Table 2 Configurable hyper-parameters in Convolutional Recurrent models

Full size table

4.3 Results and analysis

The experimental results on 9 architectures are expressed in Table 3 although a more comprehensive tabulation of performance with additional evaluation metrics such as Precision, Recall, F1-Score are available in Additional file 1. We present the findings and results of our research under various factors and contexts in this section.

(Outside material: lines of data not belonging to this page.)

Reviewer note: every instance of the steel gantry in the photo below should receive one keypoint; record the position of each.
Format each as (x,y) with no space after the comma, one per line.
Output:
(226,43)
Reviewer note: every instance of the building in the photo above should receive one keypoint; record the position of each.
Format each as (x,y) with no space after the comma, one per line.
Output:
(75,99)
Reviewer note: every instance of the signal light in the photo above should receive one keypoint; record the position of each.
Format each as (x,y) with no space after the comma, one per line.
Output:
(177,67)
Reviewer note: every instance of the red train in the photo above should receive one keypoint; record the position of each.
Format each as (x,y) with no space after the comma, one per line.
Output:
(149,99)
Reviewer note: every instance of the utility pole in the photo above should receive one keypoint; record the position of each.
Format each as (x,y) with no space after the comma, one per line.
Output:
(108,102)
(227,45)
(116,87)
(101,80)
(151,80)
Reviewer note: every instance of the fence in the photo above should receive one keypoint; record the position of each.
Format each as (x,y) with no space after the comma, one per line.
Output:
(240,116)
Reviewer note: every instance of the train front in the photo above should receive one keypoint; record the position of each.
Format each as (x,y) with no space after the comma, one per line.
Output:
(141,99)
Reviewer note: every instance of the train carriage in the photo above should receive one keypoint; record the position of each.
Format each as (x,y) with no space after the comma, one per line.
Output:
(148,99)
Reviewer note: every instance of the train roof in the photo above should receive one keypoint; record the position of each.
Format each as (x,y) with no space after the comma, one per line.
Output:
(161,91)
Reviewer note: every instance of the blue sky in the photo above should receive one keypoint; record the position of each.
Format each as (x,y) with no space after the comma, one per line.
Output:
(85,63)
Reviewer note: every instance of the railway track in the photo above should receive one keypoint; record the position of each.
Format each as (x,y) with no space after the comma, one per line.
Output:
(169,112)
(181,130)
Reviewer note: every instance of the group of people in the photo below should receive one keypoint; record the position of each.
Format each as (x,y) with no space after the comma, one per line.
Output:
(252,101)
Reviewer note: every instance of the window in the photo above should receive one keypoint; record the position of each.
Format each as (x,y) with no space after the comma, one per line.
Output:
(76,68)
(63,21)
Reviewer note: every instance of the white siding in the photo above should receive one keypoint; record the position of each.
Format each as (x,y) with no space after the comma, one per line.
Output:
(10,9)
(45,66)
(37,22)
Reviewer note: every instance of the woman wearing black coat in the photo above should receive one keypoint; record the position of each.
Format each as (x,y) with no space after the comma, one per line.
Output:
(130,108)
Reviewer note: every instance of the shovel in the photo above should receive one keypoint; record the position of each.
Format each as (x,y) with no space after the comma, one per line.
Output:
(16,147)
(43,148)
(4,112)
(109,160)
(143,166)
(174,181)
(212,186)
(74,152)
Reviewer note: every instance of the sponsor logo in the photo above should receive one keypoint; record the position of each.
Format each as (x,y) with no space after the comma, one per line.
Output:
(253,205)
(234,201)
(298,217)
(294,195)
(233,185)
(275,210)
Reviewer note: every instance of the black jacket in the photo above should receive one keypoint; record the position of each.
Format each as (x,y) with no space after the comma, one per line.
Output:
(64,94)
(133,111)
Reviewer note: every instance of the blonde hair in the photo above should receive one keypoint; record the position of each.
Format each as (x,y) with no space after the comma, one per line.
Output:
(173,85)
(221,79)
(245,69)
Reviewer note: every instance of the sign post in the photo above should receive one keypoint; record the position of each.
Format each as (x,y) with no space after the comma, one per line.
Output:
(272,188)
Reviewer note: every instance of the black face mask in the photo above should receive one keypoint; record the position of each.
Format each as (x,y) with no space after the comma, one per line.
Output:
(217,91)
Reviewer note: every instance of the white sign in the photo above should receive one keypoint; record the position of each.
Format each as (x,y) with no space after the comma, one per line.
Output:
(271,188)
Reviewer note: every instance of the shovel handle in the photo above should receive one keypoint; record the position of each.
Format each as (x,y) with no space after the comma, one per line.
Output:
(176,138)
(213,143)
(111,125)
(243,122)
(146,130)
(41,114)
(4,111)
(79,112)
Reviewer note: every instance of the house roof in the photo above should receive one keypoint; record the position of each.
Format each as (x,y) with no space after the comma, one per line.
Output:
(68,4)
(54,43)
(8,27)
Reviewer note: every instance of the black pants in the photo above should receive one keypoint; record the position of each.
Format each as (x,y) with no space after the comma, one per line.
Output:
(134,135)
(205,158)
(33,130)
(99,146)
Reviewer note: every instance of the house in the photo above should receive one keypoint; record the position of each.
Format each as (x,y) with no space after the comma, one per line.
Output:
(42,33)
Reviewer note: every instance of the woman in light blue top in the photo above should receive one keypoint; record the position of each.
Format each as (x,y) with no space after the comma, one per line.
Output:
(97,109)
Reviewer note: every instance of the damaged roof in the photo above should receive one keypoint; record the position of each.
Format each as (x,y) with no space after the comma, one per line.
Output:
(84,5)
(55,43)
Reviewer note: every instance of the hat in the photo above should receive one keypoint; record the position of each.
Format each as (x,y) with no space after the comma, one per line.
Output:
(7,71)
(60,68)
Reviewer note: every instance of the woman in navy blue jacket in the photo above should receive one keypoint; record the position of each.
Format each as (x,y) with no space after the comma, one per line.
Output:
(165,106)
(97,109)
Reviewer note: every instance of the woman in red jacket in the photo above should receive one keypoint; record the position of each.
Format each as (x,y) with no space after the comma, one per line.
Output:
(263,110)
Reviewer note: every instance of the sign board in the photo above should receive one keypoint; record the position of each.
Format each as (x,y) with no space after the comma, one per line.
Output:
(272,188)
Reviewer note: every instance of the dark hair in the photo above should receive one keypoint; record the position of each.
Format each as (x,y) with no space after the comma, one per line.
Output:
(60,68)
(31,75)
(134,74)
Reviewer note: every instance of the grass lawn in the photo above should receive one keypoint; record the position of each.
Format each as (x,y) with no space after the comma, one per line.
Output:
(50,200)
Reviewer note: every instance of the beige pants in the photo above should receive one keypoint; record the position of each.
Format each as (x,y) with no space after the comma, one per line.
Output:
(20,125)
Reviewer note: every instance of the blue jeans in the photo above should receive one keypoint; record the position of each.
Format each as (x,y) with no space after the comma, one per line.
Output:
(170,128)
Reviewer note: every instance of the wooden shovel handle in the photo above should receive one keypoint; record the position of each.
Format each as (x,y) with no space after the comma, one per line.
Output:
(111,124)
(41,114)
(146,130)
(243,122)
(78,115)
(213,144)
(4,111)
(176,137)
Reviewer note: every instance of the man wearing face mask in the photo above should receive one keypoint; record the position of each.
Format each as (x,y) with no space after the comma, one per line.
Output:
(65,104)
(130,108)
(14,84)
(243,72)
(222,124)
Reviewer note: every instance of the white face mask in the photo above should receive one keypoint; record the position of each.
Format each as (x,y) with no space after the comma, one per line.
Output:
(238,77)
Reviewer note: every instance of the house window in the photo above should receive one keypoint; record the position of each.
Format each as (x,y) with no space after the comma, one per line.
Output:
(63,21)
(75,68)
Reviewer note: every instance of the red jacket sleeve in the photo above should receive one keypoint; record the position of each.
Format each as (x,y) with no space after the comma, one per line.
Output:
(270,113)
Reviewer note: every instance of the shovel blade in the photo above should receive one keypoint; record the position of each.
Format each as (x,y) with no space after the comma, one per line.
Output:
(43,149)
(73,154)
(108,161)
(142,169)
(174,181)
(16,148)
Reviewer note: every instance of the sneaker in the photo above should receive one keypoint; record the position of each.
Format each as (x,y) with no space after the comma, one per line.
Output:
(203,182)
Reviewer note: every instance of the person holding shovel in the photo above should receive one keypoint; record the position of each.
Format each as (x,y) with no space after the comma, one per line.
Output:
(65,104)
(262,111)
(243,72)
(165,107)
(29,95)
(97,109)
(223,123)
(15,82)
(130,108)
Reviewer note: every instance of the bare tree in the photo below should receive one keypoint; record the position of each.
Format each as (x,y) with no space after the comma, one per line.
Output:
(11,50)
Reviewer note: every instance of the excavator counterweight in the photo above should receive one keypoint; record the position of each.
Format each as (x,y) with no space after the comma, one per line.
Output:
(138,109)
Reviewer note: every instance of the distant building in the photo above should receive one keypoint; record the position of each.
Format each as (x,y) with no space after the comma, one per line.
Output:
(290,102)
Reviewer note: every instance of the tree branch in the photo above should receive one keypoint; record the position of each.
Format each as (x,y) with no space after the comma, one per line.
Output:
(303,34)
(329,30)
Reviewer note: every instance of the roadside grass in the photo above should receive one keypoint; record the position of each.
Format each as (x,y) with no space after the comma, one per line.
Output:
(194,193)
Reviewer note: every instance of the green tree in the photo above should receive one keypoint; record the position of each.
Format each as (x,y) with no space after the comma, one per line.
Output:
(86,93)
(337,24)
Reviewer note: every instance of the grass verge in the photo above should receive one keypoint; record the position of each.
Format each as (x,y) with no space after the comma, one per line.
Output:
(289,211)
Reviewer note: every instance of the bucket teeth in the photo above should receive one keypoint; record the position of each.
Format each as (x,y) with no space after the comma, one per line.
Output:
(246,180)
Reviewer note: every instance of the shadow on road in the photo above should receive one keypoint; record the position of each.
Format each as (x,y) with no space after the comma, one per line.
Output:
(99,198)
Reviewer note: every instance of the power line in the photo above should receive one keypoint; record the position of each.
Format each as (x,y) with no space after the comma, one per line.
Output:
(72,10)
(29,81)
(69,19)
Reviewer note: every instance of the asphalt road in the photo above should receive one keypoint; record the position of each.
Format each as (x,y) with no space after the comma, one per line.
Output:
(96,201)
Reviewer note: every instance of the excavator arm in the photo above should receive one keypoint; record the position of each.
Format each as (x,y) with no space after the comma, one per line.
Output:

Table 3 Performance comparison of models on different datasets [variants represented by ($L_R$, DUT)]

Full size table

4.3.1 General comparison with 2D convolutional models and models from other works

As discussed earlier, the 2D convolutional AutoEncoders (CAE) that are used for image level anomaly detection are not capable of learning temporal information from video data and hence we compare the results of our Convolutional Recurrent models with that of a baseline CAE. The CAE under consideration has exactly the same structure of the recurrent architectures but only with 2D convolutional layers operating on individual frames of the input video. The performance enhancement owing to temporal correlation from data is conspicuous from the results tabulated in Table 4, demonstrating the efficacy of using Convolutional Recurrent layers for representational learning of motion patterns in videos and also proving the hypothesis that temporal information is crucial in understanding the notion of normality in videos. The table also shows the results from other works which employ more complex models at a higher input resolution of 224 than the models in this work which have 128^{Footnote 9} and our models perform considerably well, outperforming some methods despite a smaller architectural size.

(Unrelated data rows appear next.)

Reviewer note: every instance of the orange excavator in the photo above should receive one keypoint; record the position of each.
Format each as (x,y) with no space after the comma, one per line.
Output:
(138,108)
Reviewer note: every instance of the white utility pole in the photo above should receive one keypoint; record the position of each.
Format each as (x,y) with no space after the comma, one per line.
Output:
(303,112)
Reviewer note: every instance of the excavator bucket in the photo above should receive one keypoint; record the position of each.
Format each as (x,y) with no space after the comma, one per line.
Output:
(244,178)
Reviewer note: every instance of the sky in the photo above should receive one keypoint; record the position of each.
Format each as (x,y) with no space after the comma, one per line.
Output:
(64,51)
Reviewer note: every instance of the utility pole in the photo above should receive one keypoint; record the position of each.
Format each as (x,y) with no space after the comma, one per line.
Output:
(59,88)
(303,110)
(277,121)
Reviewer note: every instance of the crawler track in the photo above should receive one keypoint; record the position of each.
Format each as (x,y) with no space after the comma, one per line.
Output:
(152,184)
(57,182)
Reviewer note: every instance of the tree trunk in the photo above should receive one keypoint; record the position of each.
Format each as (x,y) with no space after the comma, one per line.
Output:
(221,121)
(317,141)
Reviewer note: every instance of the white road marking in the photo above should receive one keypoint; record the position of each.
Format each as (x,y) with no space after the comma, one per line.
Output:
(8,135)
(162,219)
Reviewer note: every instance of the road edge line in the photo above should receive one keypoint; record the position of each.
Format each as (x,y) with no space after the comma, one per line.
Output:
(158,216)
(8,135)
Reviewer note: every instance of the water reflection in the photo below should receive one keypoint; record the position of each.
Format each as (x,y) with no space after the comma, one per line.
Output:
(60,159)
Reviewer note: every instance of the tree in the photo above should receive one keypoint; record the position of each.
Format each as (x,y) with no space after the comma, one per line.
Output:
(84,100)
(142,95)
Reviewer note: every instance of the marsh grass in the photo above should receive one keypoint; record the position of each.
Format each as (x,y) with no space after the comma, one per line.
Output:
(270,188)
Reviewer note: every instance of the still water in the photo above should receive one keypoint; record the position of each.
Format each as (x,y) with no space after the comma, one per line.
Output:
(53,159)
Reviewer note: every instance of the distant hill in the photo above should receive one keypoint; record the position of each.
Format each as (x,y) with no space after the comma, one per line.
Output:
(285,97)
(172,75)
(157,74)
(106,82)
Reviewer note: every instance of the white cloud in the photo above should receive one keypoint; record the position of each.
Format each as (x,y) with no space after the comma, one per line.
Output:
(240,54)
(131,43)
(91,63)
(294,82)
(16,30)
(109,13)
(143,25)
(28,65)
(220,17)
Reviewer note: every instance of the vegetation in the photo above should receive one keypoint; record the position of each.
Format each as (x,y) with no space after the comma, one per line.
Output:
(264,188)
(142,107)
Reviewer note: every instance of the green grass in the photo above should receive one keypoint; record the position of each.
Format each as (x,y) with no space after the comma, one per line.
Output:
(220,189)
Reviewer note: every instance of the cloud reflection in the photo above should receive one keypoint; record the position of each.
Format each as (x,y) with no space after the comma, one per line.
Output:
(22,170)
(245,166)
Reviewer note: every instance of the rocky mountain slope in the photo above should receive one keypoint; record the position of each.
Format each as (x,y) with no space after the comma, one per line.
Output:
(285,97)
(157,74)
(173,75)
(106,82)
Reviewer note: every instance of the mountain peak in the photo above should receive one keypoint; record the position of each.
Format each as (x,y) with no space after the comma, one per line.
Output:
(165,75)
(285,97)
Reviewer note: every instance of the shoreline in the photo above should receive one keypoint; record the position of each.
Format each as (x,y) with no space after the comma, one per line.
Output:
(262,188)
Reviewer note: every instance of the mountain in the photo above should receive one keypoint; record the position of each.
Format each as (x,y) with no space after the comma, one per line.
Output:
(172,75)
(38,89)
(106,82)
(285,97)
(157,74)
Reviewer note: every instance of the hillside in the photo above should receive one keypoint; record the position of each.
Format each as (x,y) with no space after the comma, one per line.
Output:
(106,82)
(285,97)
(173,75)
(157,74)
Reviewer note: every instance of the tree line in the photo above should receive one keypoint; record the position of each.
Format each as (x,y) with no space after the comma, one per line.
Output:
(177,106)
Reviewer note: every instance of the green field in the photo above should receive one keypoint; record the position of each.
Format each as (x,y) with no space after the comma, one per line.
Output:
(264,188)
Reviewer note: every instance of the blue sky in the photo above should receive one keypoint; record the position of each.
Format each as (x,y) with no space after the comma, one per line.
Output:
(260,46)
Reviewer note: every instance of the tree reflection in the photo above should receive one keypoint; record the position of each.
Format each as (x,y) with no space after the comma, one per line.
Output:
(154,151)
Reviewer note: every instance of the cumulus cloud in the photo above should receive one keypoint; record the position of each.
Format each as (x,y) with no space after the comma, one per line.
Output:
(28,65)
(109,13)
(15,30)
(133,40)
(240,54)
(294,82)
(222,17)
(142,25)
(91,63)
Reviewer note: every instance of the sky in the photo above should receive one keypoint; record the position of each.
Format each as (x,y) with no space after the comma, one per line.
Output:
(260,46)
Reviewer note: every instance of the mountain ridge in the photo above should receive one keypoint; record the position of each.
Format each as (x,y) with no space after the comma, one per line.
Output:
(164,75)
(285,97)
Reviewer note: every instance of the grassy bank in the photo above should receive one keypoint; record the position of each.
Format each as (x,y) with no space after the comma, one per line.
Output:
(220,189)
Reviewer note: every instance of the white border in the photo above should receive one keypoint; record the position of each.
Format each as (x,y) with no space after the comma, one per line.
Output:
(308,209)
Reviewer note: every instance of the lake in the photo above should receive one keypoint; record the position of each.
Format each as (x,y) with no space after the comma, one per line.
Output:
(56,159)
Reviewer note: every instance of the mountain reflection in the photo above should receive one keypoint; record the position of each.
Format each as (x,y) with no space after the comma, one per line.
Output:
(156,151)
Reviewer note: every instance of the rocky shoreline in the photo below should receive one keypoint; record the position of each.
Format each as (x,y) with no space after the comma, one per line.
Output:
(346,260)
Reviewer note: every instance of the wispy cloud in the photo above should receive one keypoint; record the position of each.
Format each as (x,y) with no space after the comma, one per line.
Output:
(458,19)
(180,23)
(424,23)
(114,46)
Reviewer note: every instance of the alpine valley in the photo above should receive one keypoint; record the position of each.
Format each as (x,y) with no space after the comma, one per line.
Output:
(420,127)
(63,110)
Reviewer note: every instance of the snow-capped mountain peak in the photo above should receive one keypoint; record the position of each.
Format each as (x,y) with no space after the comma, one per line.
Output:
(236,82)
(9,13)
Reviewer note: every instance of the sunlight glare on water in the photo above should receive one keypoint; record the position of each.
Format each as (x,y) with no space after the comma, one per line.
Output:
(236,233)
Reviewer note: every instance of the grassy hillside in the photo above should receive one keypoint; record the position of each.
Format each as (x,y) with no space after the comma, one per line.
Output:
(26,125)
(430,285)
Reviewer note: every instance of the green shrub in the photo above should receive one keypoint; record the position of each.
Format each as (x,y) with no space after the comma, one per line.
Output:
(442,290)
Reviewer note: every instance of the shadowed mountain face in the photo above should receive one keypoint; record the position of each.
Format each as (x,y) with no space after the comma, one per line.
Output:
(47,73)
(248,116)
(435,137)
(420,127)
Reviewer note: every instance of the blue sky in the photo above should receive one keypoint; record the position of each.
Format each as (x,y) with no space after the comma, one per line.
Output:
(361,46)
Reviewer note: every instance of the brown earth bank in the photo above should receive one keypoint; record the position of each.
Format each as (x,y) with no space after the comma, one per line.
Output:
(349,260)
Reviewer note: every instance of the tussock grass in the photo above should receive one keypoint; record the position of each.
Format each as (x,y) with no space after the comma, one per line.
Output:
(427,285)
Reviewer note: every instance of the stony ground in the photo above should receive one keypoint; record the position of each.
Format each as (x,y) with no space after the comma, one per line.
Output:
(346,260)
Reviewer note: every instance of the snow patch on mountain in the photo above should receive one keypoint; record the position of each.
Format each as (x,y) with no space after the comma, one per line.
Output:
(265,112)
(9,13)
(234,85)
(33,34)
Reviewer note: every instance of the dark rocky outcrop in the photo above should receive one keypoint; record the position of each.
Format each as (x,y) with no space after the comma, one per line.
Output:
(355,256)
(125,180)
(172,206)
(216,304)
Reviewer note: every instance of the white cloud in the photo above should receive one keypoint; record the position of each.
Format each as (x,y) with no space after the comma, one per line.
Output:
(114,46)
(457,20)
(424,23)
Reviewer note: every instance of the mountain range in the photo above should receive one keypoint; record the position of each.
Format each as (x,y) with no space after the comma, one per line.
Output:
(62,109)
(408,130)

Table 4 Comparing Convolutional Recurrent models represented by ($L_R$, DUT) with 2D convolutional AutoEncoders and models from other works

Full size table

4.3.2 Performance variation due to $L_R$ and DUT

The number of recurrent layers $L_R$ has a direct effect on the overall performance of the Convolutional Recurrent architectures. The performance steadily increases with increasing $L_R$ when $DUT = N$ i.e. when a mix of Convolutional Recurrent and time distributed convolutional layers are used in both encoder and decoder. But in the absence of Convolutional Recurrent layers in the decoder i.e. $DUT = Y$, the performance improves till $L_R = 2$ and then saturates or dips for $L_R > 2$. This shows the effectiveness of convolutional and transpose Convolutional Recurrent layers in abstracting and upsampling spatio-temporal data well. Also, the results pertaining to the change in DUT shows that recurrent transpose convolutional layers are superior to time distributed 2D layers in reconstructing or predicting frames in the decoder from the latent representation for detecting anomalies. Hence, the performance of architectures with at least one recurrent layer i.e. $L_R \ge 1$ in the decoder with Decoder Upsampling type as recurrent ($DUT = N$) is better than the architectures devoid of recurrent layers in the decoder ($DUT = Y$).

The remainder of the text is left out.